He was 'magnificently habited in a doublet of white satin, with a
front-piece of purple cloth-of-tissue, powdered with
diamonds, and edged with ermine. Over this he wore a mantle
of white cloth-of-gold, pounced with the triple-feathered
crest, lined with blue satin, set with pearls and precious
stones, and fastened with a clasp of brilliants. About his
neck hung the order of the Garter, and several princely
foreign orders;' and wherever light fell upon him jewels
responded with a blinding flash. O Tom Canty, born in a
hovel, bred in the gutters of London, familiar with rags and
dirt and misery, what a spectacle is this!
Chapter X. The Prince in the toils.
We left John Canty dragging the rightful prince into
Offal Court, with a noisy and delighted mob at his heels.
There was but one person in it who offered a pleading word
for the captive, and he was not heeded; he was hardly even
heard, so great was the turmoil. The Prince continued to
struggle for freedom, and to rage against the treatment he
was suffering, until John Canty lost what little patience
was left in him, and raised his oaken cudgel in a sudden
fury over the Prince's head. The single pleader for the lad
sprang to stop the man's arm, and the blow descended upon
his own wrist. Canty roared out—
"Thou'lt meddle, wilt thou? Then have thy reward."
His cudgel crashed down upon the meddler's head: there was a groan, a
dim form sank to the ground among the feet of the crowd, and
the next moment it lay there in the dark alone. The mob
pressed on, their enjoyment nothing disturbed by this
episode.
Presently the Prince found himself in John Canty's abode,
with the door closed against the outsiders. By the vague
light of a tallow candle which was thrust into a bottle, he
made out the main features of the loathsome den, and also
the occupants of it. Two frowsy girls and a middle-aged
woman cowered against the wall in one corner, with the
aspect of animals habituated to harsh usage, and expecting
and dreading it now. From another corner stole a withered
hag with streaming grey hair and malignant eyes. John Canty
said to this one—
"Tarry! There's fine mummeries here. Mar them not till
thou'st enjoyed them: then let thy hand be heavy as thou
wilt. Stand forth, lad. Now say thy foolery again, an
thou'st not forgot it. Name thy name. Who art thou?"

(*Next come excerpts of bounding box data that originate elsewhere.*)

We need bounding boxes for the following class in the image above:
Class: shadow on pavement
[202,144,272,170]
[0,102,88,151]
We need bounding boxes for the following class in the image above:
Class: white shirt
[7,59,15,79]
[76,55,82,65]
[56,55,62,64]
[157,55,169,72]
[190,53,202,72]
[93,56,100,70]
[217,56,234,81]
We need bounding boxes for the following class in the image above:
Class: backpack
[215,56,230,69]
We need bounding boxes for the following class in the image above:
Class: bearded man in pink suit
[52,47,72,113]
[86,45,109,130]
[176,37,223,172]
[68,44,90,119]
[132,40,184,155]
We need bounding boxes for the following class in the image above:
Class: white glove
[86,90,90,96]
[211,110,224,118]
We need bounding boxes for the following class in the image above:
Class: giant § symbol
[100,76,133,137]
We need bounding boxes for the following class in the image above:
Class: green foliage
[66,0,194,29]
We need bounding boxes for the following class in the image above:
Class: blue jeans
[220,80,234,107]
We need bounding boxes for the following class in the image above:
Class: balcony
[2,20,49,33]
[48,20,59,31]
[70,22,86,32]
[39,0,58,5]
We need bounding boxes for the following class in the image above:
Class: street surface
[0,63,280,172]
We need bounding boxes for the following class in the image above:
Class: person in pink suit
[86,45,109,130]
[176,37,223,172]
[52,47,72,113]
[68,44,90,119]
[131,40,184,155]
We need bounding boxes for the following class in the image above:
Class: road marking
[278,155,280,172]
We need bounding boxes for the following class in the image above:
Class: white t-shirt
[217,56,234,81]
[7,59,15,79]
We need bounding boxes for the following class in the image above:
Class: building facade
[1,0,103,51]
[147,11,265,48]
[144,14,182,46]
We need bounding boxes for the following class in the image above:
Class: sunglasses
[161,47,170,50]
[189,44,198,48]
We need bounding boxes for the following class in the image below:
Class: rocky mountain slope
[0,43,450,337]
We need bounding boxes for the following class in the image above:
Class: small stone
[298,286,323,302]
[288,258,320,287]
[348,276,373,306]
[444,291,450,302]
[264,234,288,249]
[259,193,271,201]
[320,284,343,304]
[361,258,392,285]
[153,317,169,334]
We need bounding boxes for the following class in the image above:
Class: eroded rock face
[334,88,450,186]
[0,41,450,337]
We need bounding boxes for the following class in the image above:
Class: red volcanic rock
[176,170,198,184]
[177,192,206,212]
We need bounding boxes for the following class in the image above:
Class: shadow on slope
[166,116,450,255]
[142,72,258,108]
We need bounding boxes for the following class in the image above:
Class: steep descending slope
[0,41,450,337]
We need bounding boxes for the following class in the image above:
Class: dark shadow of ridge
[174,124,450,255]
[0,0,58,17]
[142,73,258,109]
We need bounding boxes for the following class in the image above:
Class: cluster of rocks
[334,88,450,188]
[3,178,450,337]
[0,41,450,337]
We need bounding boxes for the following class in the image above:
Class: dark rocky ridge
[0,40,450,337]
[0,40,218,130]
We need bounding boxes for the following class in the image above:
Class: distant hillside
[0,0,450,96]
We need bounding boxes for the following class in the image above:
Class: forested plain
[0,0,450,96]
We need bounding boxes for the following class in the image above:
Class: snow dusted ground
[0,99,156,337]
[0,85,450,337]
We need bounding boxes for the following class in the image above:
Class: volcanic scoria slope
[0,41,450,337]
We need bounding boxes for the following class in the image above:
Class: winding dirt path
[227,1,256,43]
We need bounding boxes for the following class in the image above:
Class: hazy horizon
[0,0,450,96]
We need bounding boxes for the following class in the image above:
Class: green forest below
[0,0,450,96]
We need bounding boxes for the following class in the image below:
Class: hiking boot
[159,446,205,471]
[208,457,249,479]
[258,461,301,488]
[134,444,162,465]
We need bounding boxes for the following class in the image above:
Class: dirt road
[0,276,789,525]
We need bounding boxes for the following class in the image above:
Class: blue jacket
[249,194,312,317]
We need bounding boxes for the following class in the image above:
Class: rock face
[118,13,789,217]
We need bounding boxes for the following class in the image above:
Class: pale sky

The insulted blood mounted to the little prince's cheek
once more, and he lifted a steady and indignant gaze to the
man's face and said—
"'Tis but ill-breeding in such as thou to command me to
speak. I tell thee now, as I told thee before, I am Edward,
Prince of Wales, and none other."
The stunning surprise of this reply nailed the hag's feet to the floor
where she stood, and almost took her breath. She stared at
the Prince in stupid amazement, which so amused her
ruffianly son, that he burst into a roar of laughter. But
the effect upon Tom Canty's mother and sisters was
different. Their dread of bodily injury gave way at once to
distress of a different sort. They ran forward with woe and
dismay in their faces, exclaiming—
"Oh, poor Tom, poor lad!"
The mother fell on her knees before the Prince, put her
hands upon his shoulders, and gazed yearningly into his face
through her rising tears. Then she said—
"Oh, my poor boy! Thy foolish reading hath wrought its
woeful work at last, and ta'en thy wit away. Ah! why did'st
thou cleave to it when I so warned thee 'gainst it? Thou'st
broke thy mother's heart."
The Prince looked into her face, and said gently—
"Thy son is well, and hath not lost his wits, good dame.
Comfort thee: let me to the palace where he is, and
straightway will the King my father restore him to thee."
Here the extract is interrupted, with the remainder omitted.